The moment when I actually felt frightened was when walking up St James’s Street in central London one evening. Everything was dark. It felt like wartime. What had Britain come to? That for me was the very worst of times.

Then Heath attempted to strengthen his hand by calling a general election at the end of February. He addressed the country on television on the evening of 7 February, and asked: “Do you want a strong government which has clear authority for the future to take decisions which will be needed? Do you want Parliament and the elected government to continue to fight strenuously against inflation? Or do you want them to abandon the struggle against rising prices under pressure from one particularly powerful group of workers? This time of strife has got to stop.”

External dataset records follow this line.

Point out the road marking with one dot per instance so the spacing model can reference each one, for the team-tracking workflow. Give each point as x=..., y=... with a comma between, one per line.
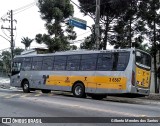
x=38, y=94
x=50, y=94
x=10, y=96
x=92, y=108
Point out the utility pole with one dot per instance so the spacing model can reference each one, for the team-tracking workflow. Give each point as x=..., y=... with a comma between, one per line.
x=97, y=26
x=10, y=19
x=10, y=13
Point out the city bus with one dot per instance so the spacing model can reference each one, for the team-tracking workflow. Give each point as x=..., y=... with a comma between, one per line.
x=85, y=73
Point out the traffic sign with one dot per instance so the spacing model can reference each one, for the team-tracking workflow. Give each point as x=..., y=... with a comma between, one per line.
x=78, y=23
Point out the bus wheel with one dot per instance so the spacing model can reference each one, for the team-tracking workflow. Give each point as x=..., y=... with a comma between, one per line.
x=25, y=86
x=79, y=90
x=98, y=97
x=46, y=91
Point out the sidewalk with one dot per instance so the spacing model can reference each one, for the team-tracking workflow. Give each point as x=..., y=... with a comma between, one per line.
x=151, y=99
x=4, y=82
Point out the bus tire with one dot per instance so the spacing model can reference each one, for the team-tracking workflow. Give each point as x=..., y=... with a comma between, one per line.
x=46, y=91
x=98, y=97
x=79, y=90
x=25, y=86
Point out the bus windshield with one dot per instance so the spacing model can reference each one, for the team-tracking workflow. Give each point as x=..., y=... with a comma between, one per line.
x=143, y=59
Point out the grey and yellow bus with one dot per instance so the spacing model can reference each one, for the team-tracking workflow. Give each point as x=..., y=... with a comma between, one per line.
x=93, y=73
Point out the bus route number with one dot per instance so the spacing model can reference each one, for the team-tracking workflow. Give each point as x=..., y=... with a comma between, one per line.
x=114, y=79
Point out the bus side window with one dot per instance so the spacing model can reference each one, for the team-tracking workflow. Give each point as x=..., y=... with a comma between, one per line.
x=60, y=63
x=88, y=62
x=73, y=62
x=26, y=65
x=37, y=63
x=105, y=62
x=123, y=59
x=47, y=63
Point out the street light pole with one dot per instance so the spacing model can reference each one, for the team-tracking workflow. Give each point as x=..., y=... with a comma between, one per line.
x=97, y=33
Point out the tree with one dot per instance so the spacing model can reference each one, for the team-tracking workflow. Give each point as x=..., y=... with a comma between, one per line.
x=6, y=58
x=27, y=42
x=54, y=12
x=149, y=12
x=109, y=11
x=17, y=51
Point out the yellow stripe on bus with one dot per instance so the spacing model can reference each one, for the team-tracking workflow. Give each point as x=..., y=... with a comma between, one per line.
x=106, y=82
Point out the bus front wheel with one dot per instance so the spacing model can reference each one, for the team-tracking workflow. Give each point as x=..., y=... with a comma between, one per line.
x=25, y=86
x=46, y=91
x=79, y=90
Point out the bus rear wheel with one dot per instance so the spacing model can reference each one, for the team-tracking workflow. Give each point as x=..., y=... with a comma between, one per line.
x=98, y=97
x=25, y=86
x=46, y=91
x=79, y=90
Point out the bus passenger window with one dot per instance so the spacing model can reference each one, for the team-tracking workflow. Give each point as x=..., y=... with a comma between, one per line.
x=123, y=59
x=88, y=62
x=26, y=65
x=73, y=62
x=60, y=63
x=105, y=62
x=47, y=63
x=37, y=63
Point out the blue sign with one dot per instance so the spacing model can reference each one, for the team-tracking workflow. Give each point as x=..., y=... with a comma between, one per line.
x=78, y=23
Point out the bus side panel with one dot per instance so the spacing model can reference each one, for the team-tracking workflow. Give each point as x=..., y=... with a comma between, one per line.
x=142, y=78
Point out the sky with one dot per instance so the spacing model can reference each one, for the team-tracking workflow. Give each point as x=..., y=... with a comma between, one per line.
x=29, y=23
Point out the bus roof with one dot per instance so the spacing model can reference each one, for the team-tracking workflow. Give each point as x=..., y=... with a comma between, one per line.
x=77, y=52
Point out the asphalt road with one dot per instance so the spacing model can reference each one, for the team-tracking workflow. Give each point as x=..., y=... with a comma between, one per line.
x=15, y=103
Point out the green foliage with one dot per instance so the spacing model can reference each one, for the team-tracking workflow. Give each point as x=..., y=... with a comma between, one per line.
x=5, y=62
x=109, y=12
x=17, y=51
x=54, y=12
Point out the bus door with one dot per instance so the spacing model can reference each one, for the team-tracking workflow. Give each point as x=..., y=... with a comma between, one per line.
x=143, y=66
x=15, y=72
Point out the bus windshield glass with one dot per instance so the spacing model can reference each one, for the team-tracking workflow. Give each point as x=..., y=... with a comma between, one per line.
x=143, y=59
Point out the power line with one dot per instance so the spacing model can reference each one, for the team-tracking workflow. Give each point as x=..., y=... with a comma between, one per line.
x=82, y=9
x=21, y=10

I remember thinking at the time that we were being asked two questions rather than one: first, who governs the country, Parliament or the Trades Unions Congress? And second, do we approve of Heath’s record? My answer to the first was of course Parliament; my answer to the second was ‘no’. Inevitably the electorate’s answer was muddled. Labour won 301 seats to Conservatives 297. Labour under Harold Wilson formed a minority government and came back to the electorate eight months later to be rewarded with an overall majority of three.

Five years later, Thatcher won her first general election. She successfully took on the miners at the so-called Battle of Orgreave. This was a violent confrontation in 1984 between police and pickets at a British Steel Corporation’s coking plant. And she passed legislation that substantially weakened the trades unions.

But now the trades unions are getting restive again. Heath’s three-day week isn’t just ancient history from a bygone era. It is still relevant. Be warned.